Los modelos de lenguaje de gran escala (LLMs) están transformando la manera en que se procesa la evidencia clínica, pero persiste una brecha crítica entre lo que estos modelos saben internamente y lo que realmente expresan al ser consultados. Estudios recientes demuestran que, aunque las representaciones internas de estos sistemas codifican información sobre la solidez de las afirmaciones —una señal ordenada de fortaleza de evidencia—, los modelos no logran comunicar ese grado de apoyo cuando se les pregunta directamente. Esto no es solo un problema técnico: en entornos médicos, donde cada decisión puede tener consecuencias vitales, confiar ciegamente en la salida textual de un LLM sin entender su nivel de confianza implícito es un riesgo inaceptable.
La investigación revela que, mediante un estimador lineal, es posible recuperar esa señal interna de fortaleza probatoria en prácticamente todos los modelos evaluados, con una mediana de AUROC del 71,8 %. Sin embargo, el grado que los propios modelos declaran textualmente apenas alcanza el azar, entre 25 y 27 puntos porcentuales por debajo de lo que el estimador logra extraer. Es decir, el modelo posee la información pero no la verbaliza. Y lo que es más relevante: esa señal recuperable es en gran medida léxica y no se transfiere entre dominios clínicos ni entre marcos de clasificación, aunque sí se distingue de la verdad factual y permite detectar afirmaciones con apoyo débil (AUROC 69,2).

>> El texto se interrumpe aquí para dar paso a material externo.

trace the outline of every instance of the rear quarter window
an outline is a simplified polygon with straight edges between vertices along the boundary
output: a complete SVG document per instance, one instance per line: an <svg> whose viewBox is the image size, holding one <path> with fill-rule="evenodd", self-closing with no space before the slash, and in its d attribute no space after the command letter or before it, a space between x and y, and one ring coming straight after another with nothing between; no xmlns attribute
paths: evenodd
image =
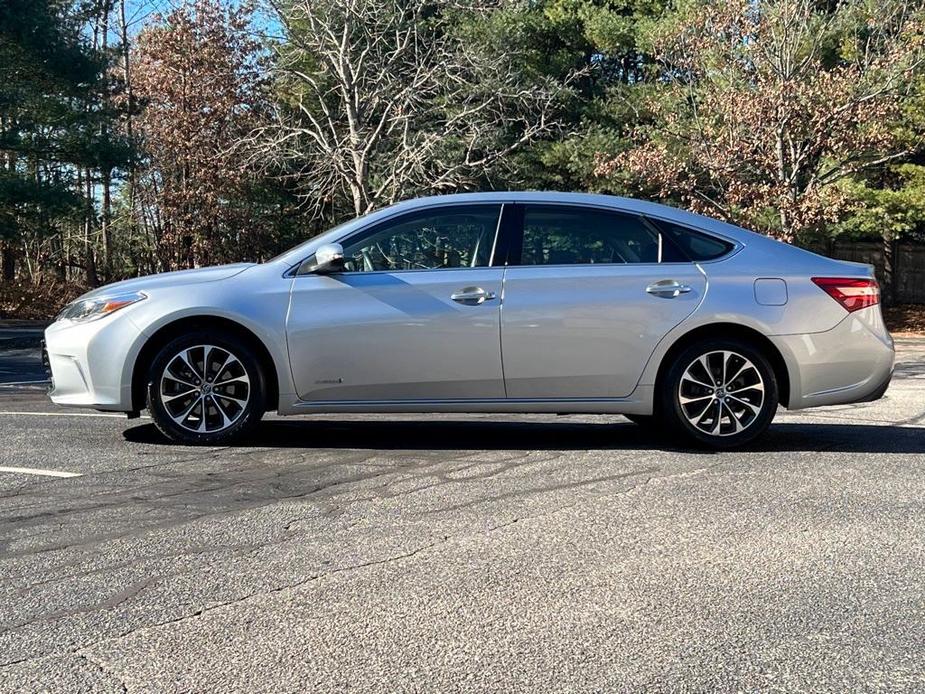
<svg viewBox="0 0 925 694"><path fill-rule="evenodd" d="M716 260L729 253L733 244L715 236L694 231L661 219L656 220L661 229L684 252L688 259L697 262L702 260Z"/></svg>

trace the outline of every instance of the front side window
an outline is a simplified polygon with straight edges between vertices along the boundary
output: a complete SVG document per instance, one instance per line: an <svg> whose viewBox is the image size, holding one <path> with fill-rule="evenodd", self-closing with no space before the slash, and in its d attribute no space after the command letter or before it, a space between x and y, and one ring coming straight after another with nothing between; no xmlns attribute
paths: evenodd
<svg viewBox="0 0 925 694"><path fill-rule="evenodd" d="M458 205L403 215L344 243L348 272L486 267L501 205Z"/></svg>
<svg viewBox="0 0 925 694"><path fill-rule="evenodd" d="M658 263L684 260L636 215L527 205L521 265Z"/></svg>

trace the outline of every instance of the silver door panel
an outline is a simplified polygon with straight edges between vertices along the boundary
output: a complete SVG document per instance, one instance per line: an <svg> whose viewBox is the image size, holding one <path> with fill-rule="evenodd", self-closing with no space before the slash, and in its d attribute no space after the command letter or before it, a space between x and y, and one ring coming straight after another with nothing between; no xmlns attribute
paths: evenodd
<svg viewBox="0 0 925 694"><path fill-rule="evenodd" d="M502 275L462 268L297 277L288 340L299 397L504 397Z"/></svg>
<svg viewBox="0 0 925 694"><path fill-rule="evenodd" d="M697 308L696 265L511 267L501 341L511 398L633 392L659 340Z"/></svg>

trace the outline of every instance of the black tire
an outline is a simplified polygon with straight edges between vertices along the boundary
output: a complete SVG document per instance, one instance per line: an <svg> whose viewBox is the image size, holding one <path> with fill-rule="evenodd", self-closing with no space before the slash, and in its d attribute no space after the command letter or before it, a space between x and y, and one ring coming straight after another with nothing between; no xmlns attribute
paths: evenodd
<svg viewBox="0 0 925 694"><path fill-rule="evenodd" d="M155 426L171 441L228 444L260 423L266 410L266 378L244 340L190 333L171 340L155 355L148 370L147 405Z"/></svg>
<svg viewBox="0 0 925 694"><path fill-rule="evenodd" d="M724 368L732 375L724 377ZM712 377L709 386L707 374ZM710 338L686 347L658 388L659 412L670 429L715 449L754 441L767 431L777 405L777 379L767 357L750 342L734 338Z"/></svg>

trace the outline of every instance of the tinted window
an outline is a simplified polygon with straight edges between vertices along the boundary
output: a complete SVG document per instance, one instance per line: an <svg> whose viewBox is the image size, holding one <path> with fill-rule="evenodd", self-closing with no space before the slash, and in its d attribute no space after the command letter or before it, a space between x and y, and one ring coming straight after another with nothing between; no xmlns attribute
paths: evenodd
<svg viewBox="0 0 925 694"><path fill-rule="evenodd" d="M431 209L384 222L347 240L347 270L436 270L484 267L498 228L501 205Z"/></svg>
<svg viewBox="0 0 925 694"><path fill-rule="evenodd" d="M521 265L657 263L659 235L641 218L591 208L527 205Z"/></svg>
<svg viewBox="0 0 925 694"><path fill-rule="evenodd" d="M657 222L666 236L668 236L690 260L713 260L726 255L733 246L728 241L678 226L671 222Z"/></svg>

Para las organizaciones que buscan integrar inteligencia artificial en procesos clínicos o de toma de decisiones basadas en evidencia, esta desconexión supone un desafío de diseño fundamental. No basta con que un modelo de IA para empresas ofrezca respuestas correctas; es necesario que el sistema sea capaz de reflejar la incertidumbre y la solidez de cada afirmación. Aquí es donde el desarrollo de aplicaciones a medida con inteligencia artificial cobra sentido: construir soluciones que no solo consuman modelos preentrenados, sino que implementen mecanismos de extracción de señales internas (como mapas de activación o clasificadores lineales) para calibrar la salida y ofrecer una métrica de confianza explícita.
En Q2BSTUDIO entendemos que la verdadera transformación digital en el sector salud no depende exclusivamente de tener un modelo potente, sino de saber interpretar y gobernar su razonamiento. Por eso ofrecemos servicios que van desde la inteligencia artificial hasta la ciberseguridad para proteger datos sensibles, pasando por infraestructuras escalables con servicios cloud AWS y Azure y cuadros de mando con Power BI para visualizar la solidez de la evidencia. Nuestro enfoque en agentes IA y servicios inteligencia de negocio permite a las empresas no solo desplegar modelos, sino auditar su fiabilidad y adaptarlos a marcos regulatorios.
Los resultados de esta investigación subrayan que la IA para empresas debe evolucionar hacia sistemas que no solo respondan, sino que justifiquen y cuantifiquen su certeza. Las aplicaciones clínicas del futuro no se conformarán con un texto generado; exigirán que el modelo entregue, junto a cada conclusión, un indicador de fortaleza probatoria recuperable de sus propias representaciones internas. Y esa es exactamente la clase de reto que abordamos en Q2BSTUDIO: integrar el estado del arte con soluciones de software a medida que convierten señales ocultas en decisiones informadas.